2021 begins in the shadow of one incredible year for many reasons. Who would have thought that 2020 would have finished with positive equity and bond market returns? Especially after the worst decline in 12 years which occurred at historic speed! From the trough of the decline, equity markets rebounded as if there was a rocket attached to them. The importance of the long-term could not have been more pertinent.

Breakneck declines can certainly challenge one’s muster. There was a silver lining to February-March 2020’s extremely quick decline – many investors didn’t realize it happened. That statement sounds odd, but it’s true. Before many investors received their March statements, the rebound had already begun. Hence, due to the timing, near-term investor fearfulness did not work against investor longer-term objectives.
After nine months of incredible returns, behavioral finance (the study of psychology on investment decisions) would dictate a new psychological risk is in the making… recency bias. Recency bias is the concept that people most easily remember recent happenings. Within the context of investing, recency bias can cause investors to extrapolate recent performance into the future forming unreasonable expectations. In effect, recency bias can lead investors down a yellow brick road mirage.
The body of academic investment research is based on rational thinking. The voluminous academics of Modern Portfolio Theory, Efficient Market Hypothesis or multivariate modeling are all based on logical deduction. Much of the research ignores the basic fact that ultimately investment decisions are made by human beings. And, human beings are emotional creatures.

Here are a few tips to overcome recency bias.
1) Recognize recency bias exists: The enemy can’t sneak up on you if you know it’s there.

2) Retain a long-term view: The long-term will help you ignore the recent past (good or bad) and focus on the important things. Reviewing long-term objectives or financial plans can keep one on the right path.
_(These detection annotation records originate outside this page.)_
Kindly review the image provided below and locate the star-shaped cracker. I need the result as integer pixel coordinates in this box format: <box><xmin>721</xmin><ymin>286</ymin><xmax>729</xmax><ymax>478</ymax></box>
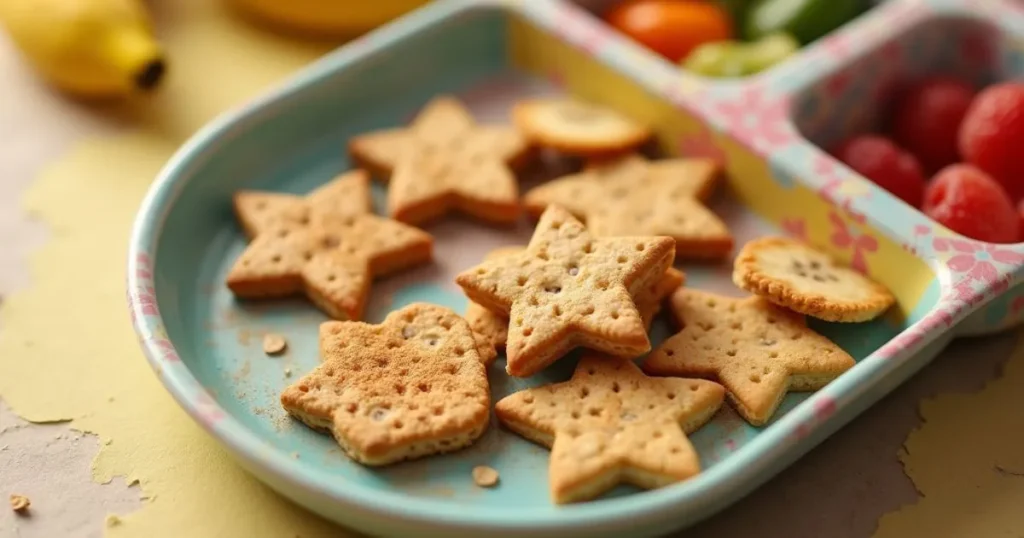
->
<box><xmin>231</xmin><ymin>170</ymin><xmax>373</xmax><ymax>234</ymax></box>
<box><xmin>732</xmin><ymin>237</ymin><xmax>896</xmax><ymax>323</ymax></box>
<box><xmin>495</xmin><ymin>355</ymin><xmax>725</xmax><ymax>504</ymax></box>
<box><xmin>643</xmin><ymin>288</ymin><xmax>855</xmax><ymax>426</ymax></box>
<box><xmin>456</xmin><ymin>206</ymin><xmax>675</xmax><ymax>377</ymax></box>
<box><xmin>227</xmin><ymin>177</ymin><xmax>433</xmax><ymax>320</ymax></box>
<box><xmin>281</xmin><ymin>303</ymin><xmax>490</xmax><ymax>465</ymax></box>
<box><xmin>349</xmin><ymin>96</ymin><xmax>528</xmax><ymax>224</ymax></box>
<box><xmin>523</xmin><ymin>155</ymin><xmax>733</xmax><ymax>259</ymax></box>
<box><xmin>466</xmin><ymin>247</ymin><xmax>686</xmax><ymax>355</ymax></box>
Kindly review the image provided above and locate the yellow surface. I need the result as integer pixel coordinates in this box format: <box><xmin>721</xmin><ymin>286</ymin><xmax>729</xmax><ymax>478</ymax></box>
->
<box><xmin>0</xmin><ymin>0</ymin><xmax>352</xmax><ymax>538</ymax></box>
<box><xmin>874</xmin><ymin>332</ymin><xmax>1024</xmax><ymax>538</ymax></box>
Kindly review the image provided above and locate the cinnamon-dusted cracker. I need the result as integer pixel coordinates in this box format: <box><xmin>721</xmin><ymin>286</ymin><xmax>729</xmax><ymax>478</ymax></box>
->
<box><xmin>231</xmin><ymin>170</ymin><xmax>373</xmax><ymax>239</ymax></box>
<box><xmin>512</xmin><ymin>98</ymin><xmax>651</xmax><ymax>157</ymax></box>
<box><xmin>456</xmin><ymin>206</ymin><xmax>675</xmax><ymax>377</ymax></box>
<box><xmin>281</xmin><ymin>303</ymin><xmax>490</xmax><ymax>465</ymax></box>
<box><xmin>523</xmin><ymin>155</ymin><xmax>733</xmax><ymax>259</ymax></box>
<box><xmin>349</xmin><ymin>95</ymin><xmax>529</xmax><ymax>224</ymax></box>
<box><xmin>495</xmin><ymin>354</ymin><xmax>725</xmax><ymax>504</ymax></box>
<box><xmin>227</xmin><ymin>182</ymin><xmax>433</xmax><ymax>320</ymax></box>
<box><xmin>643</xmin><ymin>288</ymin><xmax>854</xmax><ymax>426</ymax></box>
<box><xmin>466</xmin><ymin>247</ymin><xmax>686</xmax><ymax>353</ymax></box>
<box><xmin>732</xmin><ymin>237</ymin><xmax>896</xmax><ymax>322</ymax></box>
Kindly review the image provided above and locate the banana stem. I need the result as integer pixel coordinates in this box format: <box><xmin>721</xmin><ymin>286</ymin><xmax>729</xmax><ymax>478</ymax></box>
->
<box><xmin>106</xmin><ymin>28</ymin><xmax>167</xmax><ymax>91</ymax></box>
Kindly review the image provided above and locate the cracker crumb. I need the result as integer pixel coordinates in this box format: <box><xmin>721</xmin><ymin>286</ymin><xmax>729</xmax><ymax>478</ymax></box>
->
<box><xmin>473</xmin><ymin>465</ymin><xmax>498</xmax><ymax>488</ymax></box>
<box><xmin>263</xmin><ymin>332</ymin><xmax>288</xmax><ymax>356</ymax></box>
<box><xmin>10</xmin><ymin>493</ymin><xmax>32</xmax><ymax>513</ymax></box>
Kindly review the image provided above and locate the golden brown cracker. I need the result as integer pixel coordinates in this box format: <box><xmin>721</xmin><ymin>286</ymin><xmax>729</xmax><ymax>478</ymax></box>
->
<box><xmin>732</xmin><ymin>237</ymin><xmax>896</xmax><ymax>322</ymax></box>
<box><xmin>643</xmin><ymin>288</ymin><xmax>854</xmax><ymax>426</ymax></box>
<box><xmin>231</xmin><ymin>170</ymin><xmax>373</xmax><ymax>239</ymax></box>
<box><xmin>456</xmin><ymin>206</ymin><xmax>675</xmax><ymax>377</ymax></box>
<box><xmin>512</xmin><ymin>98</ymin><xmax>651</xmax><ymax>156</ymax></box>
<box><xmin>523</xmin><ymin>155</ymin><xmax>733</xmax><ymax>259</ymax></box>
<box><xmin>349</xmin><ymin>95</ymin><xmax>529</xmax><ymax>225</ymax></box>
<box><xmin>281</xmin><ymin>303</ymin><xmax>490</xmax><ymax>465</ymax></box>
<box><xmin>227</xmin><ymin>194</ymin><xmax>433</xmax><ymax>320</ymax></box>
<box><xmin>495</xmin><ymin>354</ymin><xmax>725</xmax><ymax>504</ymax></box>
<box><xmin>466</xmin><ymin>242</ymin><xmax>686</xmax><ymax>349</ymax></box>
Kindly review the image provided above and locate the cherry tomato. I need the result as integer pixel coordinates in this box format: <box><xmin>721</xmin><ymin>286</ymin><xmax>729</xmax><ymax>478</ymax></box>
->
<box><xmin>604</xmin><ymin>0</ymin><xmax>732</xmax><ymax>63</ymax></box>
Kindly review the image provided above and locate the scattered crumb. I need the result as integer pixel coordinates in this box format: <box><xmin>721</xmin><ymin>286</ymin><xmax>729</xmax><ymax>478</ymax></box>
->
<box><xmin>263</xmin><ymin>332</ymin><xmax>288</xmax><ymax>356</ymax></box>
<box><xmin>995</xmin><ymin>465</ymin><xmax>1024</xmax><ymax>477</ymax></box>
<box><xmin>473</xmin><ymin>465</ymin><xmax>498</xmax><ymax>488</ymax></box>
<box><xmin>10</xmin><ymin>493</ymin><xmax>32</xmax><ymax>513</ymax></box>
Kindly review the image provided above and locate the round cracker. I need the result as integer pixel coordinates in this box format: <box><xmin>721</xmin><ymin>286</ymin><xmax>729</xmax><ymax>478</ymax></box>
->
<box><xmin>512</xmin><ymin>99</ymin><xmax>650</xmax><ymax>157</ymax></box>
<box><xmin>732</xmin><ymin>237</ymin><xmax>896</xmax><ymax>323</ymax></box>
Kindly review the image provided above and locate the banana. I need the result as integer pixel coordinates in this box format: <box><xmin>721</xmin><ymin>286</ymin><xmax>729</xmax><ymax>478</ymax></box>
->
<box><xmin>0</xmin><ymin>0</ymin><xmax>166</xmax><ymax>98</ymax></box>
<box><xmin>227</xmin><ymin>0</ymin><xmax>427</xmax><ymax>37</ymax></box>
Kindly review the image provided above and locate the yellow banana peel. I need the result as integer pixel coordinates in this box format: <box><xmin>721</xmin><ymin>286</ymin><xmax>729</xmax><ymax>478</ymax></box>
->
<box><xmin>0</xmin><ymin>0</ymin><xmax>166</xmax><ymax>98</ymax></box>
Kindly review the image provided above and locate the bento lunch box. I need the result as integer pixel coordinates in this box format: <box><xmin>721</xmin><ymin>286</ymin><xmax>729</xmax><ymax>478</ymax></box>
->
<box><xmin>127</xmin><ymin>0</ymin><xmax>1024</xmax><ymax>537</ymax></box>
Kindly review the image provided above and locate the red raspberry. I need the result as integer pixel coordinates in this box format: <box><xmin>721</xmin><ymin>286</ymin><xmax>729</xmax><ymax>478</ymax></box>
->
<box><xmin>836</xmin><ymin>135</ymin><xmax>925</xmax><ymax>207</ymax></box>
<box><xmin>925</xmin><ymin>164</ymin><xmax>1020</xmax><ymax>243</ymax></box>
<box><xmin>892</xmin><ymin>77</ymin><xmax>974</xmax><ymax>172</ymax></box>
<box><xmin>959</xmin><ymin>82</ymin><xmax>1024</xmax><ymax>201</ymax></box>
<box><xmin>1017</xmin><ymin>200</ymin><xmax>1024</xmax><ymax>239</ymax></box>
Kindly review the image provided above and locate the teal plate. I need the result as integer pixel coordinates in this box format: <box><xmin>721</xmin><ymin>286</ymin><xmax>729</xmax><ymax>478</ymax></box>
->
<box><xmin>128</xmin><ymin>2</ymin><xmax>966</xmax><ymax>537</ymax></box>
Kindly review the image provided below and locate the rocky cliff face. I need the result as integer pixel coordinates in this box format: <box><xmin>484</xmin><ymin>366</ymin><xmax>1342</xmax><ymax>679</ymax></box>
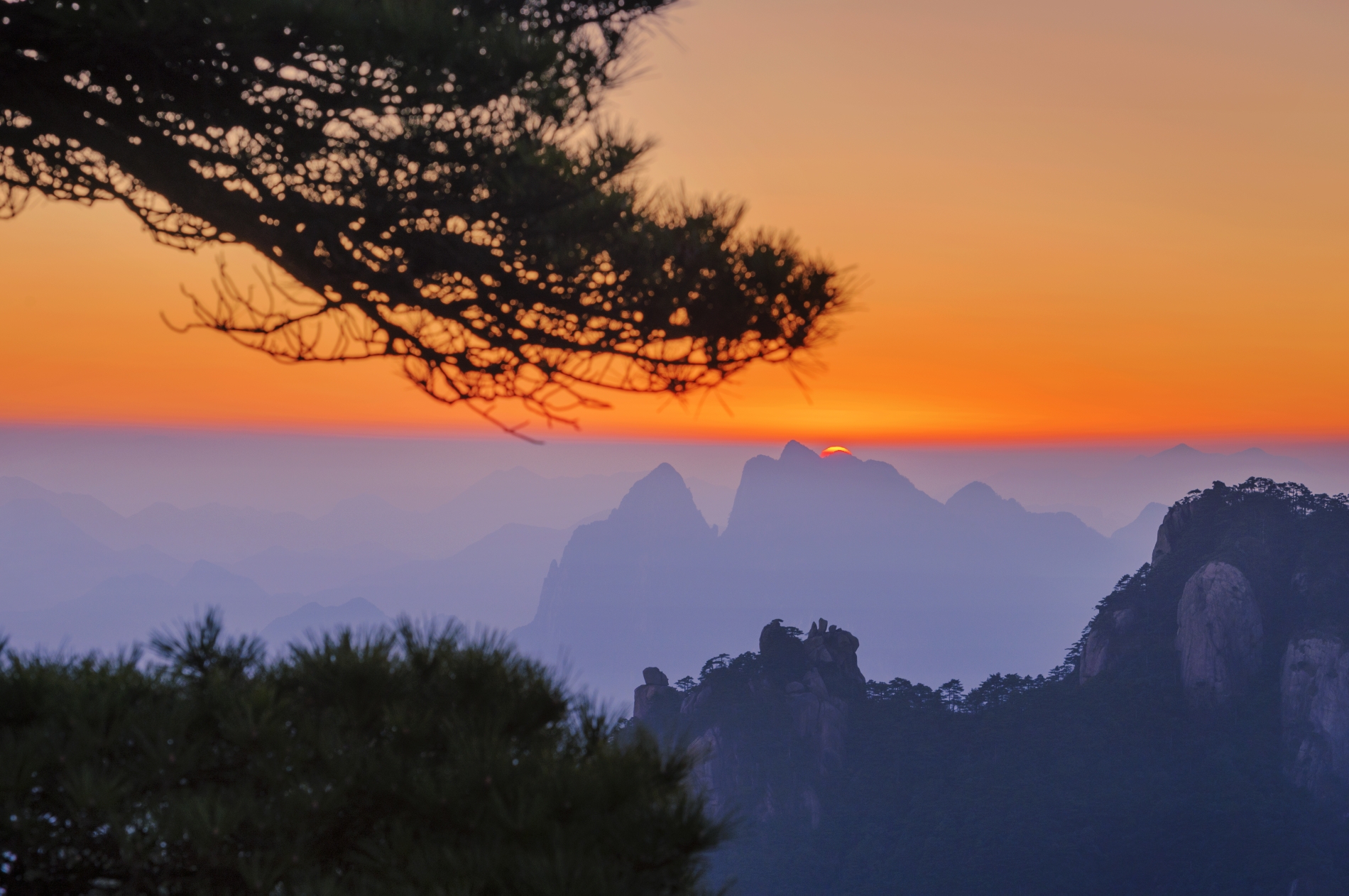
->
<box><xmin>1279</xmin><ymin>637</ymin><xmax>1349</xmax><ymax>799</ymax></box>
<box><xmin>1176</xmin><ymin>562</ymin><xmax>1264</xmax><ymax>709</ymax></box>
<box><xmin>1078</xmin><ymin>479</ymin><xmax>1349</xmax><ymax>804</ymax></box>
<box><xmin>633</xmin><ymin>619</ymin><xmax>866</xmax><ymax>827</ymax></box>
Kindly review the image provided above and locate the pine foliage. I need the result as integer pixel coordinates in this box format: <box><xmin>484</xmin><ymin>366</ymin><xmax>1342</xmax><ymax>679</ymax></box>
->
<box><xmin>0</xmin><ymin>0</ymin><xmax>843</xmax><ymax>434</ymax></box>
<box><xmin>0</xmin><ymin>616</ymin><xmax>718</xmax><ymax>896</ymax></box>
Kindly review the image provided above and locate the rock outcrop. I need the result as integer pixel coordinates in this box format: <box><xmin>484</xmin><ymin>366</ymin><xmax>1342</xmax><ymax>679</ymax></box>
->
<box><xmin>633</xmin><ymin>665</ymin><xmax>684</xmax><ymax>719</ymax></box>
<box><xmin>1078</xmin><ymin>607</ymin><xmax>1139</xmax><ymax>682</ymax></box>
<box><xmin>1152</xmin><ymin>503</ymin><xmax>1194</xmax><ymax>565</ymax></box>
<box><xmin>633</xmin><ymin>619</ymin><xmax>866</xmax><ymax>826</ymax></box>
<box><xmin>1280</xmin><ymin>637</ymin><xmax>1349</xmax><ymax>800</ymax></box>
<box><xmin>1176</xmin><ymin>562</ymin><xmax>1264</xmax><ymax>709</ymax></box>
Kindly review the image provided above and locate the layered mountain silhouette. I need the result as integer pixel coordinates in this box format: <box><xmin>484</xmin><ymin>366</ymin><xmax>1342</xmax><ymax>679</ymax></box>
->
<box><xmin>514</xmin><ymin>441</ymin><xmax>1166</xmax><ymax>696</ymax></box>
<box><xmin>0</xmin><ymin>469</ymin><xmax>596</xmax><ymax>650</ymax></box>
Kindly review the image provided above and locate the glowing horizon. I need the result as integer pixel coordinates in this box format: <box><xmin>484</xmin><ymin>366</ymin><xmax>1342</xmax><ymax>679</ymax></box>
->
<box><xmin>0</xmin><ymin>0</ymin><xmax>1349</xmax><ymax>445</ymax></box>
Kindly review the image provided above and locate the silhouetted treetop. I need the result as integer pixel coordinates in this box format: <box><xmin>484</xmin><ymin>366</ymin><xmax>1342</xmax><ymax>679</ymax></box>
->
<box><xmin>0</xmin><ymin>0</ymin><xmax>842</xmax><ymax>434</ymax></box>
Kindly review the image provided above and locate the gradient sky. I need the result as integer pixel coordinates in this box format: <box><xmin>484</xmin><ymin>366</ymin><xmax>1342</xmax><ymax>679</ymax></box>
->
<box><xmin>0</xmin><ymin>0</ymin><xmax>1349</xmax><ymax>441</ymax></box>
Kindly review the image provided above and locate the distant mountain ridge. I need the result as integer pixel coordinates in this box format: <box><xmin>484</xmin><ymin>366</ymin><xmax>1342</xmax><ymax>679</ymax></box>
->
<box><xmin>513</xmin><ymin>441</ymin><xmax>1164</xmax><ymax>695</ymax></box>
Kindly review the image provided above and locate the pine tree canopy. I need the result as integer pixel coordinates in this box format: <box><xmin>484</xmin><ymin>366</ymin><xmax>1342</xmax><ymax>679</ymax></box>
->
<box><xmin>0</xmin><ymin>616</ymin><xmax>718</xmax><ymax>896</ymax></box>
<box><xmin>0</xmin><ymin>0</ymin><xmax>843</xmax><ymax>434</ymax></box>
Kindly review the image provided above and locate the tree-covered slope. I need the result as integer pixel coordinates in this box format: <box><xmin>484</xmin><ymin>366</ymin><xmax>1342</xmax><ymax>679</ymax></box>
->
<box><xmin>640</xmin><ymin>479</ymin><xmax>1349</xmax><ymax>896</ymax></box>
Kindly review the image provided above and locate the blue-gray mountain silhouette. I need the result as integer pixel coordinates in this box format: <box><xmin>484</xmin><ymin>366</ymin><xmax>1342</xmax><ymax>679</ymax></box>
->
<box><xmin>514</xmin><ymin>441</ymin><xmax>1154</xmax><ymax>698</ymax></box>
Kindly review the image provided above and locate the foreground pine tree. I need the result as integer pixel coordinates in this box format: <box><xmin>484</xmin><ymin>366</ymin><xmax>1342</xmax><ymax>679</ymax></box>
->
<box><xmin>0</xmin><ymin>614</ymin><xmax>718</xmax><ymax>896</ymax></box>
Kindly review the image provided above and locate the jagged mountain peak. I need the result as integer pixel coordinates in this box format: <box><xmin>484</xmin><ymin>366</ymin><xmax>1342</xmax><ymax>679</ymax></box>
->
<box><xmin>608</xmin><ymin>463</ymin><xmax>706</xmax><ymax>525</ymax></box>
<box><xmin>946</xmin><ymin>482</ymin><xmax>1025</xmax><ymax>514</ymax></box>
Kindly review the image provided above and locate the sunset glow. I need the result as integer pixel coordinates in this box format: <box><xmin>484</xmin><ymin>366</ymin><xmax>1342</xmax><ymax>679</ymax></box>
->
<box><xmin>0</xmin><ymin>0</ymin><xmax>1349</xmax><ymax>442</ymax></box>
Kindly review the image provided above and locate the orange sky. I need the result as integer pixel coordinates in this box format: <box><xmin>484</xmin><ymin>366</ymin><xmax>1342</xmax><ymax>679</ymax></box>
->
<box><xmin>0</xmin><ymin>0</ymin><xmax>1349</xmax><ymax>441</ymax></box>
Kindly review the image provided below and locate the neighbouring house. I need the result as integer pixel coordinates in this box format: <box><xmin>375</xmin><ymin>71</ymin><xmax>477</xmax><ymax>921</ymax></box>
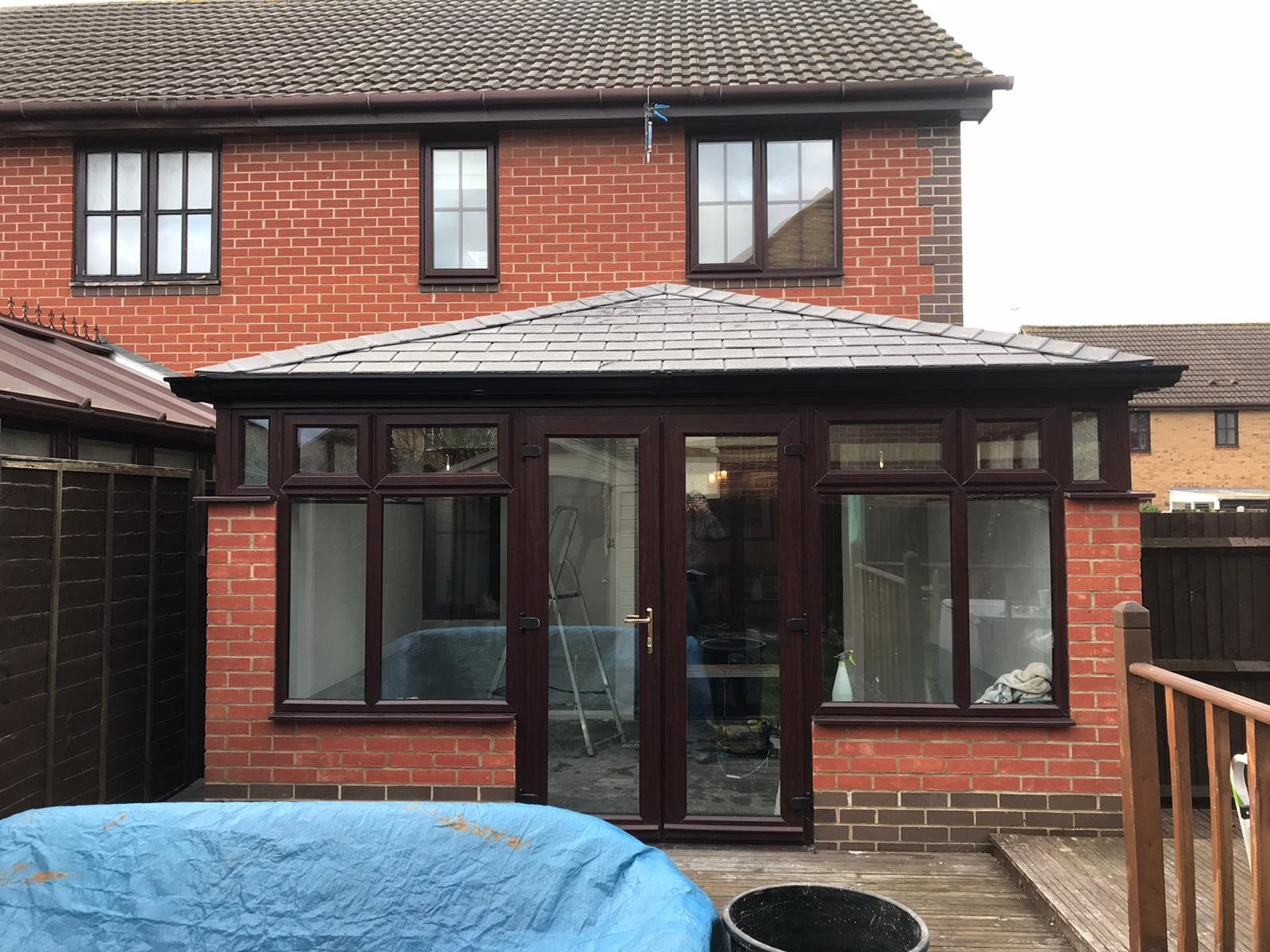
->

3) Control the controllable: Investors can control the asset allocation or stay away from investments that don’t adhere to their objectives. Take risk where appropriate.

4) Don’t be swayed: Recent performance (exceptionally good or exceedingly bad) is temporary. This is why mean reversion is a tenet of our Capital Market Assumption research.

I hope that the year is off to a good start during these challenging times. Please stay safe and I hope the information above is helpful.